The bank also predicted there will be additional quota worth Rmb150–200 billion ($24–32 billion) awarded to RQFII-licensed firms this year, up from Rmb142 billion in 2014.
The expected moves could see African and Latin American countries awarded RQFII status for the first time, said Becky Liu, senior rates strategist at the bank in a reserach report. She expects strong RQFII momentum both in and outside Asia, noting that the Bahamas and Mauritius aimed to become RMB trading hubs.
More renminbi clearing banks are likely to emerge in the Middle East, she added, after Doha, the capital of Qatar, was included in the RQFII programme, receiving Rmb30 billion.
Doha is the sole Middle Eastern city to have been granted a RQFII licence, and Dubai is the next most likely candidate, said Dariusz Kowalczyk, senior economist and strategist at Credit Agricole Corporate and Investment Banking. RQFII negotiations are under way between China and cities in the United Arab Emirates.
The People’s Bank of China (PBoC) has over the past year appointed 10 offshore RMB clearing banks – in Bangkok, Doha, Frankfurt, Kuala Lumpur, London, Luxembourg, Paris, Seoul, Sydney and Toronto. Of those, Bangkok, Kuala Lumpur and Luxembourg have yet not been awarded RQFII quota.
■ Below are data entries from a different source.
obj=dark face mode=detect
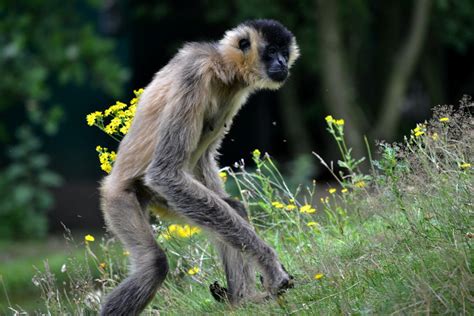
[248,20,293,82]
[262,44,289,82]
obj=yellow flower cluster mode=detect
[86,111,103,126]
[161,224,201,240]
[252,149,262,158]
[219,171,227,183]
[325,115,344,126]
[188,267,201,275]
[95,146,117,173]
[272,199,316,214]
[314,273,324,280]
[86,89,143,173]
[354,180,366,189]
[272,201,285,208]
[300,204,316,214]
[411,124,426,137]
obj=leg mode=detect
[209,198,255,304]
[145,170,291,295]
[101,178,168,315]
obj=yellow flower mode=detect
[300,204,316,214]
[354,180,365,188]
[86,111,102,126]
[161,224,201,239]
[412,124,425,137]
[252,149,262,158]
[324,115,334,124]
[188,267,200,275]
[133,88,145,98]
[219,171,227,182]
[314,273,324,280]
[120,120,132,135]
[272,201,285,208]
[100,162,112,173]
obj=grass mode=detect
[1,100,474,315]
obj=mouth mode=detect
[268,69,288,82]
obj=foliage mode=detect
[0,106,61,239]
[13,99,474,315]
[0,0,127,239]
[0,0,127,110]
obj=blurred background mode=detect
[0,0,474,308]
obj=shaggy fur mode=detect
[101,20,299,315]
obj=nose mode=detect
[277,54,287,68]
[268,67,288,82]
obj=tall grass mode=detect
[16,98,474,315]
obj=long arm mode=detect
[145,87,289,294]
[198,149,258,303]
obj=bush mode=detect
[25,99,474,315]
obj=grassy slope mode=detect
[1,107,474,315]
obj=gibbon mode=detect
[101,20,299,315]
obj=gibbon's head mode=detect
[219,20,300,90]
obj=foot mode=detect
[260,265,295,296]
[209,281,229,302]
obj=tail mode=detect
[100,248,168,316]
[101,178,168,316]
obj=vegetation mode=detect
[0,0,128,239]
[3,98,474,315]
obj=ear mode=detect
[288,37,300,68]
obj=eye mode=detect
[267,46,277,55]
[239,38,250,51]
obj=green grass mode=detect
[4,105,474,315]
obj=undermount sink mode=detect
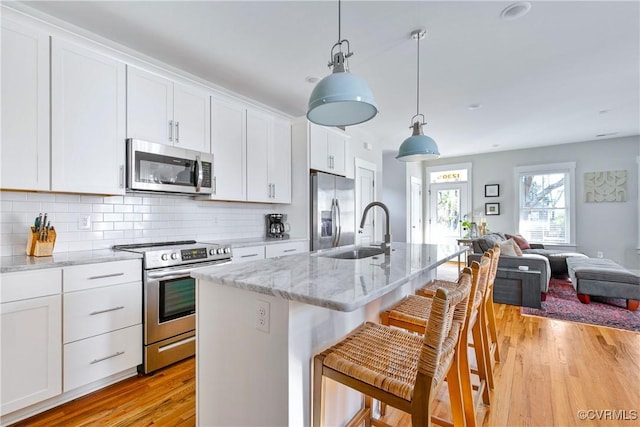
[318,246,384,259]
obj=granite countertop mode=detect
[191,243,468,311]
[0,249,142,273]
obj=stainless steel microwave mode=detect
[127,139,213,194]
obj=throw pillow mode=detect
[505,234,531,250]
[498,239,522,256]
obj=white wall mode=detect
[428,136,640,269]
[0,191,280,256]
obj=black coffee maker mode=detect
[266,214,289,239]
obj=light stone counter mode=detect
[192,243,467,311]
[192,243,467,427]
[0,249,142,273]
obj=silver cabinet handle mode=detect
[89,351,124,365]
[89,305,124,316]
[89,273,124,280]
[195,155,204,193]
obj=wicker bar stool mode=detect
[380,252,492,426]
[481,245,500,369]
[313,273,474,427]
[416,244,500,370]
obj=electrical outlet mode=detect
[78,215,91,230]
[256,300,270,333]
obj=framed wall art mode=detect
[484,203,500,215]
[484,184,500,197]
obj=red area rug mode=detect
[520,278,640,332]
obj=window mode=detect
[516,163,575,245]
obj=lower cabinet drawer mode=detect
[63,325,142,392]
[63,282,142,344]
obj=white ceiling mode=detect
[15,0,640,157]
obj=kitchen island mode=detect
[192,243,466,427]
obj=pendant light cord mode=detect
[416,35,420,116]
[338,0,342,43]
Meanwhile, Hong Kong is widely expected to receive an extra quota allocation, given that the city hit its Rmb270 billion limit last October. Analysts have been tipping an expansion of the city’s quotas since the launch of Stock Connect last November. At present, 14 RQFII-licenced firms in Hong Kong are waiting for quota approval.
Moreover, Taipei could finally go live with the RQFII programme this year, said Kowalczyk, but political obstacles may still stand in its way. Taiwan was given Rmb100 billion in quota in January 2013, but the programme is pending because the country's legislature has not yet ratified the bilateral Cross-Strait Trade in Services Agreement.
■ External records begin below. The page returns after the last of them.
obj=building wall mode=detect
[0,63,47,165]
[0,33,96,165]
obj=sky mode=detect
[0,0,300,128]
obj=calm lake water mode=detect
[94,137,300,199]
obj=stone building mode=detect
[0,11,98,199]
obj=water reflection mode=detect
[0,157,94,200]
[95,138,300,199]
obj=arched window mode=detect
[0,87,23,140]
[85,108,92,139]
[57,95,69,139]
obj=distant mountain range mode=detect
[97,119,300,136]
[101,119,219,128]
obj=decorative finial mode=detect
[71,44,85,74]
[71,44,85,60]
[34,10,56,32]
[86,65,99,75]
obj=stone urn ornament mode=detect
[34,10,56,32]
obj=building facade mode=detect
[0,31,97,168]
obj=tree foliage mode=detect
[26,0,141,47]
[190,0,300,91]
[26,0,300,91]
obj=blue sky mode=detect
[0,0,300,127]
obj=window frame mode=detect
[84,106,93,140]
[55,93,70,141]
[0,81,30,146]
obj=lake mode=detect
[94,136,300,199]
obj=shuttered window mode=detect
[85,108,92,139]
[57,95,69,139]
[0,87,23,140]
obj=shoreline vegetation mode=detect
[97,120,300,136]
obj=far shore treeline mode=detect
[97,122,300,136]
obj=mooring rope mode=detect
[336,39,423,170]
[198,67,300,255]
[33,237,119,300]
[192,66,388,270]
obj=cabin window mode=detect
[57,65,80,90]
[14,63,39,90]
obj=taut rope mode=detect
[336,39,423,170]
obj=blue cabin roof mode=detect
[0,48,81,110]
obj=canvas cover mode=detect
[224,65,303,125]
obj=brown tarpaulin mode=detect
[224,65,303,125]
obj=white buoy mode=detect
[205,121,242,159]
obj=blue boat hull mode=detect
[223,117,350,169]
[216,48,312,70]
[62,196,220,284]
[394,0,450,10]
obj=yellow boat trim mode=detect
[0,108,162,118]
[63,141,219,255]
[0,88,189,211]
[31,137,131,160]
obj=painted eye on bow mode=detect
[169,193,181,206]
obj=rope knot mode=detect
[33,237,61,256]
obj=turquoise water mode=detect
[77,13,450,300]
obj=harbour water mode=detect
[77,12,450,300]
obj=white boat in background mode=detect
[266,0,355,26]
Chi Lo, senior Greater China economist at BNP Paribas Investment Partners, suggesed the renminbi being under pressure to weaken was one motivating factor for the expected RQFII expansion. Capital inflows from more RQFII centres would help underpin the currency, he said.
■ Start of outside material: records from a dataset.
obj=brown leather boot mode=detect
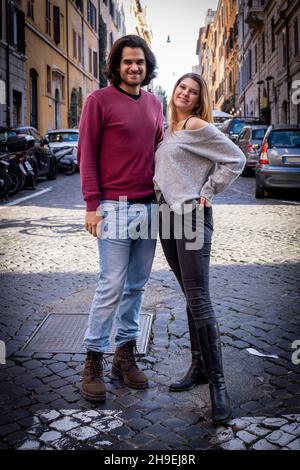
[81,351,106,402]
[110,339,148,390]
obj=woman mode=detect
[154,73,245,424]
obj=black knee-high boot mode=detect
[197,322,231,424]
[169,307,208,392]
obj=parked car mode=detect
[0,127,17,153]
[220,117,263,142]
[255,125,300,198]
[45,129,79,175]
[235,124,268,176]
[16,126,57,180]
[45,129,79,156]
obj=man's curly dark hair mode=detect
[105,34,157,86]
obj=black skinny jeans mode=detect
[159,197,216,329]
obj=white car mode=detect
[45,129,79,175]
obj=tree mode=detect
[154,85,168,117]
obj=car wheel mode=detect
[47,157,57,180]
[241,167,251,176]
[255,182,265,199]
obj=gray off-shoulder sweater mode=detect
[153,124,246,212]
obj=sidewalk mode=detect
[0,244,300,450]
[0,174,300,451]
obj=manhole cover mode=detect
[22,313,153,355]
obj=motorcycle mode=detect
[51,147,78,176]
[0,156,11,199]
[0,135,35,198]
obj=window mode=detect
[78,34,82,62]
[73,29,77,57]
[53,6,60,44]
[13,90,22,127]
[46,0,51,34]
[282,30,287,67]
[294,18,299,57]
[261,32,266,64]
[271,16,275,52]
[254,44,257,73]
[248,49,252,81]
[30,69,38,128]
[87,0,97,31]
[27,0,34,20]
[93,51,98,78]
[47,65,51,94]
[109,0,115,18]
[9,4,25,54]
[73,0,83,12]
[89,47,93,73]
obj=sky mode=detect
[142,0,218,97]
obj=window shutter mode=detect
[53,6,60,44]
[18,10,25,54]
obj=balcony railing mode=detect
[245,5,265,31]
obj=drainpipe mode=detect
[66,0,70,127]
[285,18,291,124]
[5,2,12,127]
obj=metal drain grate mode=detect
[22,313,153,355]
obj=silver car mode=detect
[45,129,79,156]
[235,124,268,176]
[255,125,300,198]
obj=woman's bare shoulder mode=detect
[185,116,209,131]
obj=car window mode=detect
[220,119,231,132]
[48,132,78,142]
[30,129,43,144]
[230,121,245,134]
[252,129,266,140]
[268,130,300,147]
[0,130,17,142]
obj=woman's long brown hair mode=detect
[168,73,214,132]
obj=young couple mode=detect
[78,35,245,424]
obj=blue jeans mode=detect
[83,200,156,352]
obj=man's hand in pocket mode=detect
[85,211,103,237]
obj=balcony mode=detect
[245,5,265,31]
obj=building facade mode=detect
[238,0,300,124]
[99,0,128,87]
[0,0,26,127]
[25,0,99,134]
[196,0,238,112]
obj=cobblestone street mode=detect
[0,173,300,450]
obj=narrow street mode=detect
[0,173,300,450]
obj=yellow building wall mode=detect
[25,0,99,135]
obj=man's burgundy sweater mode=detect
[78,86,163,211]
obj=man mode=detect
[78,35,163,401]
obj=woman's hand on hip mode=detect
[85,211,103,237]
[199,197,212,207]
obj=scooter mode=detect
[51,147,78,176]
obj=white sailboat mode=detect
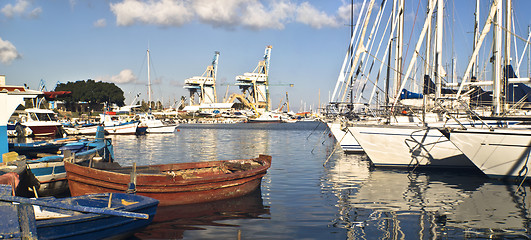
[139,49,177,133]
[448,128,531,178]
[326,122,363,153]
[442,0,531,179]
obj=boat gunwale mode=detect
[65,155,271,187]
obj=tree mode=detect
[55,79,125,110]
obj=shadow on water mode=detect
[325,155,531,239]
[113,123,531,240]
[132,190,269,239]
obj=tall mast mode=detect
[435,0,444,99]
[394,0,405,96]
[147,48,151,113]
[471,0,479,78]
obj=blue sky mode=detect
[0,0,530,111]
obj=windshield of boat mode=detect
[30,112,57,121]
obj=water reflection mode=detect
[323,154,531,239]
[135,190,269,239]
[111,124,271,165]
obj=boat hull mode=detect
[27,139,114,196]
[349,125,475,168]
[105,123,138,135]
[36,194,157,239]
[147,125,177,133]
[25,124,61,137]
[327,123,363,153]
[65,155,271,206]
[449,129,531,178]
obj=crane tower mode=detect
[184,51,219,106]
[236,46,273,112]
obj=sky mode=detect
[0,0,530,111]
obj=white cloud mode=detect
[96,69,138,83]
[94,18,107,27]
[0,0,42,18]
[0,38,22,64]
[110,0,348,29]
[297,2,340,29]
[111,0,193,26]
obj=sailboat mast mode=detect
[492,0,502,115]
[147,49,151,113]
[435,0,444,99]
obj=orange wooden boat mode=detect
[65,155,271,206]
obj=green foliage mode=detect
[55,79,125,109]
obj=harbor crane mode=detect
[236,45,273,112]
[183,51,219,106]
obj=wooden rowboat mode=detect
[65,155,271,206]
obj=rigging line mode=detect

In a broader look at cross-border investments, Liu said foreign investors’ onshore Chinese government bond holdings could rise this year by Rmb50–100 billion to between Rmb271 billion and Rmb321 billion. This would boost total foreign holdings of Chinese bonds to Rmb922-972 billion, including both corporate and sovereign bonds.
In the report, Liu also predicted that all of the Rmb300 billion in total northbound quota under the new Shanghai-Hong Kong Stock Connect scheme will be fully utilised this year, even though the utilisation rate was only at 29% as of Tuesday this week.